The Zulu name is umBhalane and Afrikaans die geeloogkanarie.

A common resident confined to South East, North East and North of South Africa, all of Zimbabwe, Mozambique, the North Eastern of Namibia and Botswana.

These canaries are found in pairs or small family groups when breeding and gregarious in flocks of 20 to 30 birds. They like any woodland, thornveld, riverine bush, gardens, parks and exotic plantations. Their food preference being seeds, insects, flowers and hibiscus leaves. Foraging on the ground or in bushes and trees, they may hawk insects in the air. When they are disturbed they take off for nearest bushes with a bouncing flight and tweety callnotes.

LISTEN:

Males sing from conspicuous perches with a whistled chirp, tseeu or tswirri and often several males singing in concert chasing each other aggressively.
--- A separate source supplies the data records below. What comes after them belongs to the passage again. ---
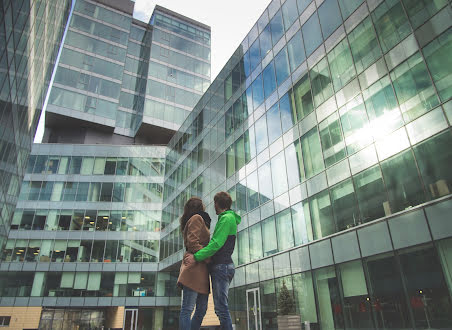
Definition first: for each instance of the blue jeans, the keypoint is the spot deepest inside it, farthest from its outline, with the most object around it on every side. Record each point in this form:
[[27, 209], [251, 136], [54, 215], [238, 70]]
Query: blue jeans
[[191, 298], [221, 276]]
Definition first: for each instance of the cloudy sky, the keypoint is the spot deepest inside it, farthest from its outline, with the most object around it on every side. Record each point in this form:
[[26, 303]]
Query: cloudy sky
[[230, 21]]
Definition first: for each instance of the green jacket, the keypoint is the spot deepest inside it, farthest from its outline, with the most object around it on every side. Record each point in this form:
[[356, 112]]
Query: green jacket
[[222, 244]]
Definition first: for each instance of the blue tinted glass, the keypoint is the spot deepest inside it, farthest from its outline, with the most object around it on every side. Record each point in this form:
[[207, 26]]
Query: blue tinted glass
[[285, 109], [282, 66], [329, 16], [277, 27], [311, 34], [295, 49], [349, 6], [246, 64], [255, 55], [269, 79], [258, 92], [266, 41], [273, 123], [302, 4]]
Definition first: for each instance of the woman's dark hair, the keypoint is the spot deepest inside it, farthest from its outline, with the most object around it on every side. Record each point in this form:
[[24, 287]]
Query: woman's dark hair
[[192, 206]]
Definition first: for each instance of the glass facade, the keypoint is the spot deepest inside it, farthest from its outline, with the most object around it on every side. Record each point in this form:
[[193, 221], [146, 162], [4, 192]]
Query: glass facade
[[126, 74], [30, 36], [330, 130], [330, 126]]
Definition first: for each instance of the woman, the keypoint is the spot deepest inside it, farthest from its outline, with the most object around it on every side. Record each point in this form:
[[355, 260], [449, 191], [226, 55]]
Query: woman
[[194, 280]]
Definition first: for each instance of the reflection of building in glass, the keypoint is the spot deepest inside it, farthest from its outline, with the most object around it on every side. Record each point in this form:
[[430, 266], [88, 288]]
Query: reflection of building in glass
[[329, 126]]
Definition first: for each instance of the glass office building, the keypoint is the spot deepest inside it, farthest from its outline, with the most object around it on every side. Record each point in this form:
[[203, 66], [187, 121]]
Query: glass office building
[[29, 45], [329, 126], [83, 244]]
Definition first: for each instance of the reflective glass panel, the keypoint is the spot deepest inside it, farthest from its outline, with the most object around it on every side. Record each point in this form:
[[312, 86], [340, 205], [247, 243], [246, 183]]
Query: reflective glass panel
[[439, 61], [301, 99], [329, 17], [312, 35], [321, 82], [341, 65], [295, 49]]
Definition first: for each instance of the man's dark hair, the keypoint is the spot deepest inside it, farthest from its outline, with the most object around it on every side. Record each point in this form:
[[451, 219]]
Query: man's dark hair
[[193, 206], [223, 200]]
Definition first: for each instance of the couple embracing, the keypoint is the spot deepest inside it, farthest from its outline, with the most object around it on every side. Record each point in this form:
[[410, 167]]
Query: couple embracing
[[203, 258]]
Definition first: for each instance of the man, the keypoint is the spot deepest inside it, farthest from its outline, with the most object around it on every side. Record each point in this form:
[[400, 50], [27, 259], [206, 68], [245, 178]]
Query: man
[[220, 248]]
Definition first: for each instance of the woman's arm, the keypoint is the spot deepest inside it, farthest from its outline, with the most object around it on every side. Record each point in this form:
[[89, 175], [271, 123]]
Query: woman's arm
[[195, 228]]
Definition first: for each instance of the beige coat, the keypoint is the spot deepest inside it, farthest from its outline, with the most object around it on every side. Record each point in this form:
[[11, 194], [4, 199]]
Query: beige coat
[[196, 236]]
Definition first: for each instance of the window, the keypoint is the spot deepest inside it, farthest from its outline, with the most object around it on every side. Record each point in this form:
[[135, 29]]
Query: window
[[439, 61], [265, 183], [265, 41], [277, 28], [301, 98], [402, 181], [279, 175], [243, 245], [349, 6], [333, 145], [311, 34], [384, 114], [295, 49], [255, 240], [284, 230], [312, 155], [321, 215], [254, 54], [282, 66], [355, 125], [258, 92], [364, 45], [321, 82], [420, 11], [269, 79], [5, 320], [341, 65], [391, 24], [371, 194], [433, 158], [294, 163], [269, 236], [290, 13], [261, 134]]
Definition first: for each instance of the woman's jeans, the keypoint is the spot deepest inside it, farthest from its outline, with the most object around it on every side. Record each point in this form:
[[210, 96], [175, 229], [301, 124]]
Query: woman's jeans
[[221, 276], [191, 298]]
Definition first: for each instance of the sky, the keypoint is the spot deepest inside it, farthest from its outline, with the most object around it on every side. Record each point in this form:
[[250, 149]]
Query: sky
[[230, 21]]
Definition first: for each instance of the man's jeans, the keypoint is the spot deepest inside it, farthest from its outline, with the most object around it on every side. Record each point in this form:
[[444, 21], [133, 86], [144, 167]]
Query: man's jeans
[[221, 276], [189, 299]]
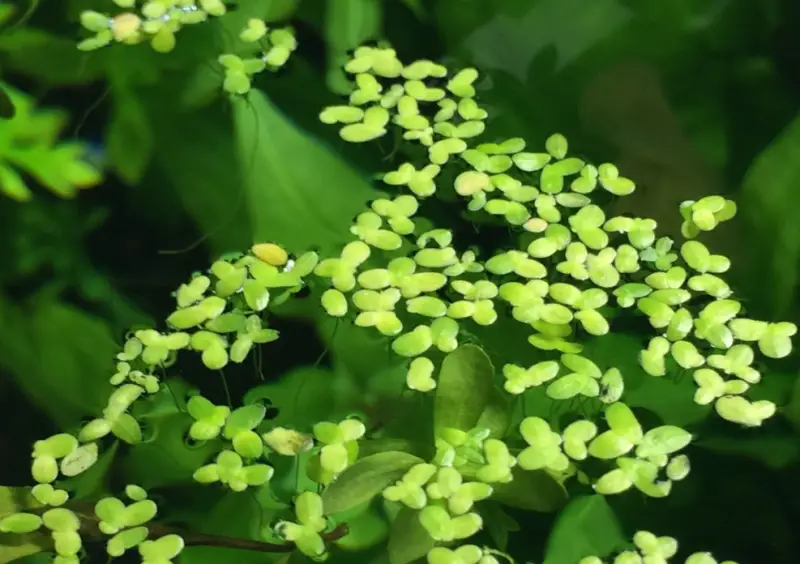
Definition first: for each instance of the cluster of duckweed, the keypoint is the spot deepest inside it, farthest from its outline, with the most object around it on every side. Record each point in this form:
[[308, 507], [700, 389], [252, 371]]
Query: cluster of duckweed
[[651, 549], [602, 261], [221, 314], [276, 46], [578, 264], [154, 21]]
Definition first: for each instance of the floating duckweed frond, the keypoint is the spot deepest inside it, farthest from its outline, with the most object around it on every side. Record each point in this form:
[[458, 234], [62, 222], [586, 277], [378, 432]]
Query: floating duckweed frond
[[277, 45], [571, 259], [157, 22]]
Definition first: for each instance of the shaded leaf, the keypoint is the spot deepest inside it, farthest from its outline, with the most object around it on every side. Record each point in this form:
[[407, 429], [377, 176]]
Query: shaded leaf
[[365, 479], [348, 24], [498, 524], [129, 137], [772, 180], [298, 191], [532, 490], [408, 539], [586, 527], [776, 451], [463, 389]]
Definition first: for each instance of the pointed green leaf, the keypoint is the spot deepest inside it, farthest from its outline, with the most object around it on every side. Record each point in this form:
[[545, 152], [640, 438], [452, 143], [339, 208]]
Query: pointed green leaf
[[365, 479], [464, 387], [586, 527]]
Breeding season is September to April. The nest is a small cup of grass, herbs and roots bound with spider web and lined with fine rootlets. Usually built from one to six metres above ground in the fork of a tree, bush or creeper. Three to five white or pale blue eggs speckled with pink or brown are laid. Incubation is 13 to 14 days and they are nestlings from 16 to 24 days.

The Zulu name is umBhalane and Afrikaans die geeloogkanarie.